Today we are going to show you how to prepare this delicious fish fumet, a very simple and quick recipe that will serve us to prepare many other dishes such as rice, creams or soups, best of all, is that we can prepare enough quantity and keep it in the freezer for future elaborations, it is perfectly preserved. We invite you to follow our step-by-step videos below, where we will explain in detail how to prepare fumet and if you have any questions, do not hesitate to leave us your comment.
Ingredients
- 600 g. / 21.16 oz. / 1.32 lb. of hake or conger eel (or similar, it can be monkfish as well) scraps, bones and head
- 150 g. / 5.3 oz. / 0.33 lb. of shrimp or prawns bodies and head (without the meat)
- 1 chopped onion
- 1 chopped carrot
- 1 chopped leek
- 2 liters of water
- Salt to taste
- Olive oil
How To Make It
Step 1: We begin the preparation of our fumet, for it, in a pot at medium temperature and with a little olive oil, we are going to add the onion, leek, carrot and let cook for 10 minutes, then we incorporate the scrapes and head of the fish, the bodies and head of the prawns, 2 liters of water, a little salt and when it starts to boil, we lower the heat and cook for 30 minutes.

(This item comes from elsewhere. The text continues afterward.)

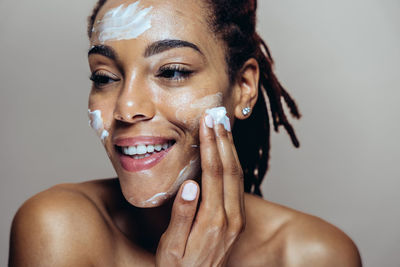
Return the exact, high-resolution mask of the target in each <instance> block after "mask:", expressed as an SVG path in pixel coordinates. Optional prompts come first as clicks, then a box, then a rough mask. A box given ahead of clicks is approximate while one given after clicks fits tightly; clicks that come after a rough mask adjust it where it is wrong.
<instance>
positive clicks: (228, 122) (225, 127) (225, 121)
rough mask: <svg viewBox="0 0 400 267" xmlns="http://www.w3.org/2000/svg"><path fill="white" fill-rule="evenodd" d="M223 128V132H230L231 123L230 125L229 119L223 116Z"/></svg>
mask: <svg viewBox="0 0 400 267" xmlns="http://www.w3.org/2000/svg"><path fill="white" fill-rule="evenodd" d="M224 128H225V130H227V131H228V132H230V131H231V123H230V121H229V118H228V117H227V116H225V120H224Z"/></svg>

Step 2: After 30 minutes, remove from the heat and with the help of a strainer, strain and we have our fish fumet or fish stock ready.
Tips To Prepare It
For this fish fumet recipe, we use hake scrapings and head and also a piece of conger eel, but you can prepare it only with hake, conger eel or monkfish.
When you have the fumet ready, adjust the salt if necessary.

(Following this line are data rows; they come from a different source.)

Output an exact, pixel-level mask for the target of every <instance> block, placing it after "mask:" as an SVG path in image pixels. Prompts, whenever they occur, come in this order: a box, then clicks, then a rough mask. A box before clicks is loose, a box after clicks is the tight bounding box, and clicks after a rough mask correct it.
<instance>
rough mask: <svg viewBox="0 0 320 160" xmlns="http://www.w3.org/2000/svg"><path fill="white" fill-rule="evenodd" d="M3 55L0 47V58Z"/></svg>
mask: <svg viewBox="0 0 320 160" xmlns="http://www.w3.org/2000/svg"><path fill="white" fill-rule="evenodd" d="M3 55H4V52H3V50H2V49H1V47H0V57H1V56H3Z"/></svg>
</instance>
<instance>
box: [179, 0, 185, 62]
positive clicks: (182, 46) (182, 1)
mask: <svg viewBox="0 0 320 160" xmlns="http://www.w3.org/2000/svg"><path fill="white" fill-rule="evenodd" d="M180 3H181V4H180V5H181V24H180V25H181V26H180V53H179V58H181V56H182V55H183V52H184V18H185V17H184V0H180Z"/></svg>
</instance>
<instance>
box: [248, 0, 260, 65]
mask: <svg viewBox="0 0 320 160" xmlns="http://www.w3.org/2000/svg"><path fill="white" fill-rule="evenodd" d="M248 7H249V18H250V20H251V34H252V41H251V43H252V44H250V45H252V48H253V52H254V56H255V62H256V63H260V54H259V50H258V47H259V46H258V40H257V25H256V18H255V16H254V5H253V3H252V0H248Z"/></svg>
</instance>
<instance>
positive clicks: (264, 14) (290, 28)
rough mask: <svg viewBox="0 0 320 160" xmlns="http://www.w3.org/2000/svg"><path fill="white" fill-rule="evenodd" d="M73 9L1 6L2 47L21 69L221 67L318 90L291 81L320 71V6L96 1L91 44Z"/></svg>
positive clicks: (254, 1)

It is important to cook the vegetables for the indicated time in order to obtain the flavor we are looking for in our fish fumet.
You can prepare enough quantity of fish fumet and keep it in the freezer for future elaborations.
For this recipe, we use the bodies and head of prawns, but you can also use shrimps.
What can we accompany this recipe with?
This fish fumet is perfect as a base for recipes such as rice dishes, creams, soups, etc.